Googling blogs: A proposal

As much as Google rocks, there is one area where it really sucks: Searching weblogs. That’s because it’s not particularly intelligent about separating or summarizing weblog entries, making it a pretty blunt tool for finding specific information on a blog.

The problem: Google looks at the web in terms of pages. That’s a problem for weblogs because oftentimes the index page may hold many posts — and the same posts are then repeated on archive pages. Sometimes it’s one post to a page, sometimes a whole month’s worth. There’s no standardization. When you do a Google search on someone’s weblog, the results are a mishmash of single pages and agonizingly long archive or index pages. As a result, you’re forced to repeat the same query using your browser’s Find feature (Ctrl-F in Internet Explorer) in order to zero in on the exact spot where the search term appears. Repeat Ctrl-F until you’ve exhausted the current page, then go back to Google and look at the next search result.

Never mind that Google’s index is often several weeks out of date while weblogs get updated daily, if not more often.

On top of that, Google’s default summaries aren’t very good at capturing the essence of a post. Since it doesn’t know the difference between a post and a page, that’s not surprising.

The upshot: As I’ve argued before, weblogs, in their current form, are great for recording information but really suck at information retrieval.

One possible solution: As it turns out, we do have a couple of data formats that understand the difference between a post and a page, include useful summary data, and even include handy pointers back to the exact archive location of a post. They’re called RSS and RDF.

These syndication formats are used to aggregate news, but they could be useful indexing tools too. What if Google (or Daypop, once they can afford to buy a few new hard drives) collected RSS and RDF feeds — and then archived them in a searchable index?
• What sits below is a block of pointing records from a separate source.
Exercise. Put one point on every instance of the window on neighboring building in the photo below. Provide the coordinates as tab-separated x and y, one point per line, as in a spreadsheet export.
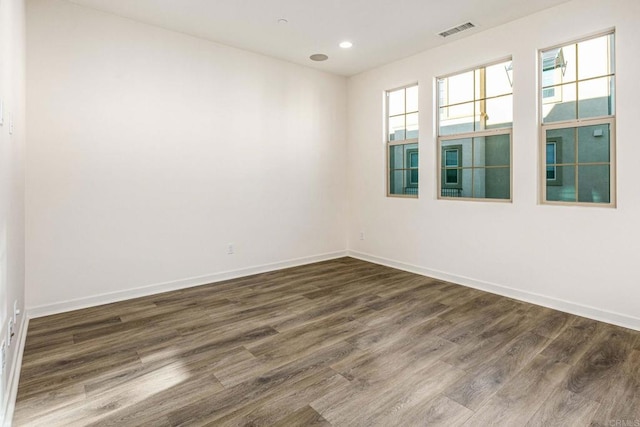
402	141
475	116
577	93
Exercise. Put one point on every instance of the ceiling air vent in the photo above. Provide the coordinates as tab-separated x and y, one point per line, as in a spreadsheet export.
455	30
Instead of news stories scrolling off into oblivion when they get to the bottom of a feed, they’d enter a permanent index where they could be used for information retrieval later.

The benefits: A search engine could let you do searches against the archived feeds — and could display the article summaries that are included in the feeds themselves, guaranteeing that these summaries would be appropriate and relevant.

You could display all matching results, along with their summaries (or full text, where available), on a single page, making it much easier to scan the results. And, you’d have the links back to the archival versions, where you could see each post in its full, formatted glory.

You could add search criteria such as date of publication, letting you retrieve all matching posts from a specific year or month.

You could search a single blog, you could search several specific blogs at once, or you could search all indexed blogs — and in each case, all matching results would appear on a single page.

Is anyone doing this now? I’d love to hear about it.